Here, in this corner of East Sussex, dozens of farmers are united in their own battle to save and enhance some of Britain’s rarest wildlife.
Sixty farm businesses who farm on the Pevensey Marshes are now members of a cluster group, formed in 2018.
They work closely with conservation bodies and meet regularly to share ideas about environmentally-friendly farming methods.
Crucially, working together gives farmers the opportunity to access funding, both privately and specifically through the Countryside Stewardship Facilitation Fund that was set up in 2015.
The fund offers three-year contracts to groups farming on a combined 2,000ha or more, and in return participants must set target species or habitats to focus on based on the Countryside Stewardship Statement of Priorities for their area.
Organic dairy farmer David Harding is chair of the Pevensey Levels Farmers Cluster Group.
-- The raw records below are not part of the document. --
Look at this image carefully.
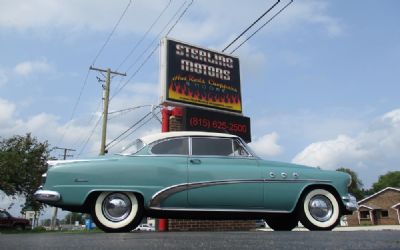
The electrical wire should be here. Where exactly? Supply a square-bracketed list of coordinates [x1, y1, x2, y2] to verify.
[229, 0, 294, 54]
[115, 0, 172, 72]
[122, 0, 188, 75]
[91, 0, 133, 66]
[108, 105, 153, 121]
[58, 0, 133, 148]
[111, 0, 193, 100]
[222, 0, 280, 53]
[111, 0, 172, 96]
[77, 114, 103, 157]
[165, 0, 193, 36]
[56, 69, 91, 146]
[107, 109, 161, 151]
[106, 111, 153, 149]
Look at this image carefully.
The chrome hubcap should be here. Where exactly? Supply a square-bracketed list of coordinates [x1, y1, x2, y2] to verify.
[102, 193, 132, 222]
[308, 195, 333, 222]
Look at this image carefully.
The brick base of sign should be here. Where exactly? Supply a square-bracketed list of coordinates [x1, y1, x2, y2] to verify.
[168, 219, 256, 231]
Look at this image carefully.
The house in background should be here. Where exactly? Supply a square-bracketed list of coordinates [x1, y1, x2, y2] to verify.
[347, 187, 400, 226]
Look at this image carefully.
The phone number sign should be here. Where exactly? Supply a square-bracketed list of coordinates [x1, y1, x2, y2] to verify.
[183, 107, 251, 142]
He has created a reed bed teeming with bird life on former dry grassland.
Martin Hole, a livestock farmer with 55 suckler cows and 500 ewes, is the founder chair of the group and still an active member.
Martin, who is also NFU East Sussex chair, said: “We are farming in arguably one of the most biodiverse wetlands in the UK which brings responsibilities and challenges.
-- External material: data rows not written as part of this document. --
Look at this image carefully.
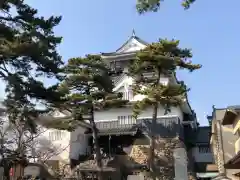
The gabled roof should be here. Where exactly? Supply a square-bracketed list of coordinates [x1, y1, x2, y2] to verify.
[115, 32, 148, 52]
[101, 30, 148, 56]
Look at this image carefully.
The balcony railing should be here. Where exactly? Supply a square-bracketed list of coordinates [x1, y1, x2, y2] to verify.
[235, 137, 240, 154]
[95, 117, 184, 138]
“Farmers here feel strongly that the nature of keeping livestock on wetland is increasingly difficult and so important that it requires a collective effort and a grassroots, bottom up, approach in which farmer experience is blended in with the wider conservation community.
“We network with various national and local organisations and everything we do is with the advice of the local Natural England team. We are increasingly working with the local voluntary networks to use data on wildlife populations.”
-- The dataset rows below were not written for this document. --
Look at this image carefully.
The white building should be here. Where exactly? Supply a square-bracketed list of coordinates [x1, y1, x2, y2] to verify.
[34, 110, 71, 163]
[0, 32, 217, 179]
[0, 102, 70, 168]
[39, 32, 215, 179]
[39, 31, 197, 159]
The Pevensey Levels is one of the most important sites in Sussex for nesting lapwing and is also a key site for as many as 200 species of birds on migration routes.
“My hope is that if we continue to change the farm and if enough of my neighbours continue to change their farms, then we will see the return of bird populations that are currently declining. The obvious one for us is our lapwing.”
NFU East Sussex Chair Martin Hole
It is home to many nationally-rare invertebrates and the fen raft spider and is regarded as the best site in Britain for freshwater mollusc fauna, including the endangered shining ram’s-horn snail.
Initiatives the cluster group is working on include a mink capture project, bringing back water voles, preventing bird species being threatened, reducing the need for chemical fly treatments and generally promoting low input agriculture.
The group also aims to extend and link existing habitats to increase connectivity and reduce fragmentation.
Martin said: “My hope is that if we continue to change the farm and if enough of my neighbours continue to change their farms, then we will see the return of bird populations that are currently declining. The obvious one for us is our lapwing.”
While the work of the group is focussed on improving biodiversity, Martin believes the environmental benefits are in line with the NFU’s target to reach net zero for greenhouse gas emissions across the whole of agriculture in England and Wales by 2040.
He said: “It is excellent to see an NFU drive to achieve net zero by 2040. Putting nature back into landscape conservation management is consistent with trying to achieve net zero and will only further help that cause.”